А «вершитель мировых судеб» сидел рядом с ним и говорил;

— Голливуд, нейлон и атомная бомба — величайшие завоевания человечества!

— Конечно, конечно, — бормотал портной, огорчаясь, что косой пришел в обыкновенном костюме, сшитом на советской швейной фабрике. И ботинки, и носки у него были неинтересные, привычного глазу образца. Да и весь он какой-то уж очень обыкновенненький, в толпе и не заметишь!

— Голливуд помогает забыть все ваши неприятности! — продолжал неторопливую беседу косой, дымя сигаретой «Дукат».

— Безусловно! — всхлипнул портной. — Безусловно!

— Нейлон помогает женщинам экономить деньги и нравиться мужьям. Вы обратили внимание, что женская нога в нейлоне имеет совершенно особую, современную фактуру?

— Конечно, — заулыбался портной. — Безусловно!

— И, наконец, атомная бомба есть атомная бомба! — суховато сказал косой.

— Да… — обмирая от ужаса, подхватил портной. — Вот именно!.. Тут уж ничего не скажешь…

— Международная обстановка весьма напряжена! — продолжал косой. — Вы это сами знаете!

— Да, да, как же! — мгновенно выразил на лице осторожное и почтительное неудовольствие портной. — Очень напряженная ситуация…

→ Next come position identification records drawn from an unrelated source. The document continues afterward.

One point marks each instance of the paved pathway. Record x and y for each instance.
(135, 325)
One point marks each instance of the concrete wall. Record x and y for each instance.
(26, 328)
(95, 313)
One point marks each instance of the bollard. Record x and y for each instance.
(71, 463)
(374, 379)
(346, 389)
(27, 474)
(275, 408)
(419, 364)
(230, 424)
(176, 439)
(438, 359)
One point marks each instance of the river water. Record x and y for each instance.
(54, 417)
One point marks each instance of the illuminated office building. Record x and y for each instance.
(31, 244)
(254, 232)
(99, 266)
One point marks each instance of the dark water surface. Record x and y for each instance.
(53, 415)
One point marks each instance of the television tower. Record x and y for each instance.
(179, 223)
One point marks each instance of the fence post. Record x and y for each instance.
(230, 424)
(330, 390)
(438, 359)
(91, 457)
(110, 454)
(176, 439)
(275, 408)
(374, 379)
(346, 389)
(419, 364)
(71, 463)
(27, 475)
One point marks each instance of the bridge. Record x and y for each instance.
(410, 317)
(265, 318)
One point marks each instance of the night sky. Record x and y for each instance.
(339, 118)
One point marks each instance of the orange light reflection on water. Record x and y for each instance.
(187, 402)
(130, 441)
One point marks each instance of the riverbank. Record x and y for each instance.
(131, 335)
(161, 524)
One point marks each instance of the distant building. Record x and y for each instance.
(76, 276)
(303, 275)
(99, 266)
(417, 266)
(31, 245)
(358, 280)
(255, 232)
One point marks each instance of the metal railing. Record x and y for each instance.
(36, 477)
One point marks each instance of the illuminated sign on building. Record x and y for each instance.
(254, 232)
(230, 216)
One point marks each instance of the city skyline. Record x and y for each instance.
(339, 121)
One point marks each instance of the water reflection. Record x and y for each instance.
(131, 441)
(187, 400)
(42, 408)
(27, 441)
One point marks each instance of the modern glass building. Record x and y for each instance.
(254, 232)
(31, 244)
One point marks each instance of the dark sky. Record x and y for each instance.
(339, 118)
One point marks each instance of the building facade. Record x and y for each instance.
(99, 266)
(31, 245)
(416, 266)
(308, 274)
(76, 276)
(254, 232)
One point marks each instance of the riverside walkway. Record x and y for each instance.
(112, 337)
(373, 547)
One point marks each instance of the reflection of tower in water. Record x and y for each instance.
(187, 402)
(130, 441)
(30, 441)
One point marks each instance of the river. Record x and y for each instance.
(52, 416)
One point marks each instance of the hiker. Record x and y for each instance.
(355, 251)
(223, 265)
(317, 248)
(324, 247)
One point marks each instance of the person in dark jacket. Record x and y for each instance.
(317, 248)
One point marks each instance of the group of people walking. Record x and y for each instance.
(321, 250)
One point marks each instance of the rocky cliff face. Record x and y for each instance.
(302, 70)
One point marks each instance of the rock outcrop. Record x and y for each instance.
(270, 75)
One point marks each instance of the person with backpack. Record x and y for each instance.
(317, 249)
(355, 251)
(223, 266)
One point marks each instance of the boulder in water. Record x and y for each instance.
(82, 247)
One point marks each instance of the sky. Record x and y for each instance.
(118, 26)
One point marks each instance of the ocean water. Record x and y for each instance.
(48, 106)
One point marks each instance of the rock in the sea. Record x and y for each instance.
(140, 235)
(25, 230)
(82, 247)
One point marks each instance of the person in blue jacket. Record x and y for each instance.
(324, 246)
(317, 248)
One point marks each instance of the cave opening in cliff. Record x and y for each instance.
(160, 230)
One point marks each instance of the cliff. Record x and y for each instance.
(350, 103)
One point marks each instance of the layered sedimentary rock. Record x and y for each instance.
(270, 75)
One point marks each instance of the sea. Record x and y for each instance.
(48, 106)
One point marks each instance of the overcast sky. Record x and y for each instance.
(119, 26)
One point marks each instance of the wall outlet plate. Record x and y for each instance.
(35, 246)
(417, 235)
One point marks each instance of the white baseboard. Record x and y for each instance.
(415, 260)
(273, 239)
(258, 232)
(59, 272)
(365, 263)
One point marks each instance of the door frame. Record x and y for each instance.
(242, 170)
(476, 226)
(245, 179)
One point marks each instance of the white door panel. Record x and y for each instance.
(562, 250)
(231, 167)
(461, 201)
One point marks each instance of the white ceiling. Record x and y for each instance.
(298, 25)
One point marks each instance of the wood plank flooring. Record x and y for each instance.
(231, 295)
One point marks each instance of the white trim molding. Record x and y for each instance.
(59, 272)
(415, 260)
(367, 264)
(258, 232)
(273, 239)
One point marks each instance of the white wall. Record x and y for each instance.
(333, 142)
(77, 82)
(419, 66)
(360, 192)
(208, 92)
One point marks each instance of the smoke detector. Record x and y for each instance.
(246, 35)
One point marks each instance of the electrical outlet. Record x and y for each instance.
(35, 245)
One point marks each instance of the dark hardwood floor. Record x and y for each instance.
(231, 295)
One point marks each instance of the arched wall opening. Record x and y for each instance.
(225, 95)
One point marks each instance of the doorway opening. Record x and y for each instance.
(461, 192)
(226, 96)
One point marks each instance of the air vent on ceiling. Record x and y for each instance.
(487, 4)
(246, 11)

— Все может быть! — угрожающе сказал косой. — Вы меня понимаете? Я не могу с вами говорить яснее… Это секретная тема. Но как нашего человека я вас всегда смогу предупредить! И вот, судите сами! Поскольку вы помогали нам, совершенно закономерно для нас будет помочь вам в той новой структуре, которая возникнет в России в результате третьей империалистической, как у вас говорят, войны. Вы станете богатым человеком. Откроете магазины, где пожелаете! Мы вас поддержим.

Косой сдержанно засмеялся. У портного сладострастно екнуло что-то под сердцем.

— Вот так! — закончил косой. — Старайтесь!

И он старался. Трусил и предавал. Копил деньги, обдирая клиентов и по ночам выдумывая для своих магазинов рекламы, облицовку на домах, вывески и форму для продавцов…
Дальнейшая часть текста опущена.